Microsoft working to use TV frequencies to facilitate cheap wireless broadband

Microsoft working to use TV frequencies to facilitate cheap wireless broadband

Wireless devices work in a number of ways, with communication overseen by the use of one of a number of protocols. As part of its 4Afrika Initiative, Microsoft is working with SpectraLink Wireless and other partners to tap into unused television frequencies so they can be used by wireless devices, and even to deliver wireless broadband. A new pilot scheme is underway in Ghana, but this is just one of ten projects taking place.

Known as TV white space, the unused frequencies -- if used correctly -- could offer a cheap and effective way to transmit data wirelessly. This is particularly important in emerging market such as Ghana, but it is a technology that has huge potential all over the world.

The pilot scheme will see the delivery of fast internet access to staff and students as universities in Koforidua and will involve the use of "a productivity and communications application solution from Microsoft". Also involved in the project is Facebook, and the three parties are trying to determine how the untapped frequencies of the spectrum could best be used.

The project is not just about lowering the cost of getting online, it is also about delivering internet connectivity to remote areas, and improving connectivity in buildings.

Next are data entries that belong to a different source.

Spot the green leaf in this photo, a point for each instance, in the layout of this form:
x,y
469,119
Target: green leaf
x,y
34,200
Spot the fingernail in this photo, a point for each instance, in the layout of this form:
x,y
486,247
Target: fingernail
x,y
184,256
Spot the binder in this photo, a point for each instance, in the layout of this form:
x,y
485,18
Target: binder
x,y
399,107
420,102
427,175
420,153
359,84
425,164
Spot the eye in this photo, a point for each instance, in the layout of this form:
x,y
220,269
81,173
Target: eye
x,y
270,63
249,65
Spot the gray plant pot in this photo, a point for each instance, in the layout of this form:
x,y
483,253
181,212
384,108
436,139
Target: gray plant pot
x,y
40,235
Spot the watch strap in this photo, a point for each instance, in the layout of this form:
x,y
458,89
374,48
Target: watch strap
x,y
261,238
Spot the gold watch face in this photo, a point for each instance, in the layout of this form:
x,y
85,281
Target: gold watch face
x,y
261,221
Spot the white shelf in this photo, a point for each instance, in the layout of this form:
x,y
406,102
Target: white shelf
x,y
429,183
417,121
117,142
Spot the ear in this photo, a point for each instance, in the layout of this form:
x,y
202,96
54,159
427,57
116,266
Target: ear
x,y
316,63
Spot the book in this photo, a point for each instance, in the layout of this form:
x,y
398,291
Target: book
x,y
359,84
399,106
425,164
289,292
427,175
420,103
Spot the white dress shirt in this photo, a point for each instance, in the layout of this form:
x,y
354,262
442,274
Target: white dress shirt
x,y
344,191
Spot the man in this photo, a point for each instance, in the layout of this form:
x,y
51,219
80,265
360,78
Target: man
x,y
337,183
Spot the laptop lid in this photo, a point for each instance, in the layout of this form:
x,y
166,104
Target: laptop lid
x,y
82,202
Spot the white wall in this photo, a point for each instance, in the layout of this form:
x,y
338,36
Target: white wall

Paul Garnett, director in Microsoft’s Technology Policy Group said: "TV white spaces technology, when combined with other low-cost wireless technologies, such as Wi-Fi, offers a substantial opportunity for businesses, consumers and governments around the world to improve the economics of broadband network deployment and service delivery".

Other projects will be launching in Taiwan, Uruguay and Scotland.

"We are committed to continuing our work to expand the availability, reduce the cost and improve the quality of cloud-connected experiences, and we’re pleased to work with the industry, academia and policymakers in Ghana and beyond to make that happen," said Garnett.